On March 18, 2020, Levine’s Pennsylvania Department of Health issued a document entitled Interim Guidance for Nursing Facilities During COVID-19 (3/18/20). The document provided instructions for nursing home facilities in Pennsylvania “regarding best practices in nursing homes” related to COVID-19. The document stated in part, “Nursing care facilities must continue to accept new admissions and receive readmissions for current residents who have been discharged from the hospital who are stable to alleviate the increasing burden in the acute care settings. This may include stable patients who have had the COVID-19 virus.”
In short, just as in New York, nursing homes were required to readmit COVID-19 patients and continue to care for them in their facilities.
The results were catastrophic. A nurse at a Pennsylvania nursing home who was interviewed anonymously by a local television station had these comments on what ensued.
“By the time they found maybe one or two people who had positive tests, within a day or two those numbers doubled, tripled sometimes quadrupled.”
“Honestly, there were some days where in a 12-hour shift there would be 10 to 15 people that would die. That was just hard as a nurse to watch day in and day out.”
“There would be no direction for anybody. You would show up at a facility and the director of nursing or anybody that probably should’ve been more prepared and have the knowledge really didn’t know what to do, didn’t know where to start, didn’t know where to direct people where to go.”
Six of the 10 long-term care facilities with the most COVID-19 deaths nationwide are in Pennsylvania. Two-thirds of the state’s COVID-19-related deaths have been at long-term care facilities. To date, over 12,000 residents of Pennsylvania’s nursing homes have died of COVID-19.

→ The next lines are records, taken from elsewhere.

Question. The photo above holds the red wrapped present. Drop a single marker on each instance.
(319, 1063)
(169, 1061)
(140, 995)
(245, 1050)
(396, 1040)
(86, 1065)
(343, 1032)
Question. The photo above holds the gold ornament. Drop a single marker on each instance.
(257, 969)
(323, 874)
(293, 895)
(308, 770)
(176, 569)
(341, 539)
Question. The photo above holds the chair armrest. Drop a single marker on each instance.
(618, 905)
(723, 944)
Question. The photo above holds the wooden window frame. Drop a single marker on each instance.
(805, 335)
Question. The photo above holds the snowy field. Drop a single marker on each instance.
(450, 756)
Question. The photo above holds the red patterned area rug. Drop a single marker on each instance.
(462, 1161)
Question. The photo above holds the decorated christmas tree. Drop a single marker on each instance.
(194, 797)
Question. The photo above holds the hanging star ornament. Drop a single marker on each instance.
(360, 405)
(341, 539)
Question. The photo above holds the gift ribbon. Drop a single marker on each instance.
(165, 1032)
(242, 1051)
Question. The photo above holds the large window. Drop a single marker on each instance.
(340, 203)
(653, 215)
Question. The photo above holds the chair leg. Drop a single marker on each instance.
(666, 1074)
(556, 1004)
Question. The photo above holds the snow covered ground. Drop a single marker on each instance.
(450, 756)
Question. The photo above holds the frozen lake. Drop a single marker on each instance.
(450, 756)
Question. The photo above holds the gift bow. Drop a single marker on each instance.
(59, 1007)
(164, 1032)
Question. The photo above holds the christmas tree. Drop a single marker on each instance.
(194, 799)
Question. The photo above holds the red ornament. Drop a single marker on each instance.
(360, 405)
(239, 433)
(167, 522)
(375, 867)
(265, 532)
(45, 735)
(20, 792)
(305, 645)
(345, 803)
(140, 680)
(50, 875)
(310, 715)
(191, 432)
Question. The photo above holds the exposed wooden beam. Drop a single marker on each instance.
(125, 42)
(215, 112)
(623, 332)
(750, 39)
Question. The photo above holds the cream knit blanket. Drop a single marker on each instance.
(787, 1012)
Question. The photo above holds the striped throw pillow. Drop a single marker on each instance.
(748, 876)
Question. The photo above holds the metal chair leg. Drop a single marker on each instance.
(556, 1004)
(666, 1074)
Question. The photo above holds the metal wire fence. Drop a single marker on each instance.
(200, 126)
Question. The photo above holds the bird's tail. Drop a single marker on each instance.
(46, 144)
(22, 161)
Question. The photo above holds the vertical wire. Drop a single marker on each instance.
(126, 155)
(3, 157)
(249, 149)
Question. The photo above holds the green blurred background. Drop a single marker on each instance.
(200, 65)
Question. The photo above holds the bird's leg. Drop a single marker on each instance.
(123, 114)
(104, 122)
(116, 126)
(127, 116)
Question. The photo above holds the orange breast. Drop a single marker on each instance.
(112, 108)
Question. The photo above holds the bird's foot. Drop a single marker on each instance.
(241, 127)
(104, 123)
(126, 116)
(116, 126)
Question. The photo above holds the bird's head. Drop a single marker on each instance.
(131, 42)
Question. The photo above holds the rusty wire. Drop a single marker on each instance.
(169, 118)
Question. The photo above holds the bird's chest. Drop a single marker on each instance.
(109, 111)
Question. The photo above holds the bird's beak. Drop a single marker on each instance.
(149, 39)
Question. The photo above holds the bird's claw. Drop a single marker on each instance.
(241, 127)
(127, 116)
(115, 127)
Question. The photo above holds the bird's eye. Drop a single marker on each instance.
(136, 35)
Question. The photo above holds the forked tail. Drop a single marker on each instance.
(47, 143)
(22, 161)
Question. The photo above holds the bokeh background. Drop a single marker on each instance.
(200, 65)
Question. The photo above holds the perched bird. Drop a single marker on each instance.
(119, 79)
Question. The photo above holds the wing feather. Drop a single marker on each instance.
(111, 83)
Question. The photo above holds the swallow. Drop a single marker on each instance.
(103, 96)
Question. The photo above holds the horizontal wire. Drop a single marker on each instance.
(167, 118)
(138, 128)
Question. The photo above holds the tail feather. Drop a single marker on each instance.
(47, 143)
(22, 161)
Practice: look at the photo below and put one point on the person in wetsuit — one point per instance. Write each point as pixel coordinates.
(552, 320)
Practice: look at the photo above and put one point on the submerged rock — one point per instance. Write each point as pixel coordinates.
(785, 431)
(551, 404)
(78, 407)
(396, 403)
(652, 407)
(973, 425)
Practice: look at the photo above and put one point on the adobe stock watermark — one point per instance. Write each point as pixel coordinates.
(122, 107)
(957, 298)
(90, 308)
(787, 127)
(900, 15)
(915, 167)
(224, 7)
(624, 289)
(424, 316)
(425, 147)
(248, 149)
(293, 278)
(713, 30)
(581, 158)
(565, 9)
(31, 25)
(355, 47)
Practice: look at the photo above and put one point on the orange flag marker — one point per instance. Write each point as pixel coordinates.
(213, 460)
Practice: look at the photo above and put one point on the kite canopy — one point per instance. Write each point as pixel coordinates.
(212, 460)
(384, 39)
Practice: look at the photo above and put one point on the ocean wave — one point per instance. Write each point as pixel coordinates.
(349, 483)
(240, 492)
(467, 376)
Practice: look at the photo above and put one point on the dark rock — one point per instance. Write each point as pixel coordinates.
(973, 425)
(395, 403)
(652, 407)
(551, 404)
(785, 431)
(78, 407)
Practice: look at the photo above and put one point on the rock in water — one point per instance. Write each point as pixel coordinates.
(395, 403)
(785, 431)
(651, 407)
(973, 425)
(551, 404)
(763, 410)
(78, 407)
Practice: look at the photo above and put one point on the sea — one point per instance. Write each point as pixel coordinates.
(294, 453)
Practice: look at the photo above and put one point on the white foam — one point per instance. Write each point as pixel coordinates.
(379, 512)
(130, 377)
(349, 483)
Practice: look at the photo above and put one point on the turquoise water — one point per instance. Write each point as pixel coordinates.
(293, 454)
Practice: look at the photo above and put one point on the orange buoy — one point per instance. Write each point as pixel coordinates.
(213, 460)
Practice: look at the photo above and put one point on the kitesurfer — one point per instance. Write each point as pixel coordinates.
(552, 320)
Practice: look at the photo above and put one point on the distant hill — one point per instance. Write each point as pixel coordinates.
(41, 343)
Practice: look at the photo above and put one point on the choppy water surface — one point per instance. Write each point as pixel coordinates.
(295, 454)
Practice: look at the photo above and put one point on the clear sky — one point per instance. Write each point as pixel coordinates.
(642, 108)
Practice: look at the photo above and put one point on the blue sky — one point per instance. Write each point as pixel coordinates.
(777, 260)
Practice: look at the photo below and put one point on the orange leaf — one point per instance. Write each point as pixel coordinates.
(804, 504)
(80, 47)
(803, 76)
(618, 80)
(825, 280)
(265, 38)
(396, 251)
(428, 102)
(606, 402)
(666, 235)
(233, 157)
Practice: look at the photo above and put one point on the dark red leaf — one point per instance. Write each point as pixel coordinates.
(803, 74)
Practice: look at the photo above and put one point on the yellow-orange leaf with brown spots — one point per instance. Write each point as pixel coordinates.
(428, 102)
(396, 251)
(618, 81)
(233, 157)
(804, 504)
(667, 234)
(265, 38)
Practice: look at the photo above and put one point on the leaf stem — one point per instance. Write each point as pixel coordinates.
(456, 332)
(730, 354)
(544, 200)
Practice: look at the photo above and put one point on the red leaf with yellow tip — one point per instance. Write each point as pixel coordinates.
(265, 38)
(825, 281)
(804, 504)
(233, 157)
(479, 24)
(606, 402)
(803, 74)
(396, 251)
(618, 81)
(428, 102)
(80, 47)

Levine’s decision pushed thousands of nursing home residents infected with COVID-19 back into facilities that were never designed for the control of a highly infectious disease. As noted above, the impact was immediate and clear. Levine, not blind to the results of the policy swung into action. She did not reverse course or implement new control measures. She moved her own mother, who was a resident of a state assisted living facility out and into a hotel.
When confronted about the rank hypocrisy of the move, Levine never flinched. She didn’t apologize. She didn’t claim there had been some misunderstanding.
“My mother requested and my sister and I as her children complied to move her to another location,” Levine said at a press conference, responding to a question from ABC27, during the COVID-19 outbreak. “My mother is 95 years old. he is very intelligent and more than competent to make her own decisions.”
Levine then went on to note that technically the home her mother had been in was not a nursing home but a personal care home, which fell under the jurisdiction of the State Department of Human Services not the Department of Health. How that impacted the morality of her decision to move her own mother to safety while condemning so many others to death remains unclear.
The bill for Levine’s incompetence is now coming due. The Justice Department recently announced that it had requested data from New York, New Jersey, Pennsylvania and Michigan as part of an investigation into orders issued in these states, which “may have resulted in the deaths of thousands of elderly nursing home residents.” The Justice Department announcement specifically stated that these states “required nursing homes to admit COVID-19 patients to their vulnerable populations, often without adequate testing.”
Pennsylvania Republican lawmakers have also announced their own inquiry into nursing home deaths in the state. Those lawmakers, led by House Majority Leader Kerry Benninghoff, R-Centre/Mifflin, say they are still trying to get answers as to why so many died and why Levine’s Department of Health made the decisions it did.
“Pennsylvanians and their families are left with only excuses or deflections from an administration that has been anything but transparent on this issue,” Benninghoff said.
You may choose, like the Biden administration to continue to believe that what really matters about a person is their gender, sexual orientation or the color of their skin. I’m going to employ a different standard. I’m going to venture that when picking appointees to senior federal positions we ought to look at character, competence and experience. I’m going to go out on a limb and suggest that in picking someone to serve as the Assistant Health Secretary we should select an individual with a demonstrated record of accomplishment and success.
Rachel Levine isn’t that person. She’s a disgrace.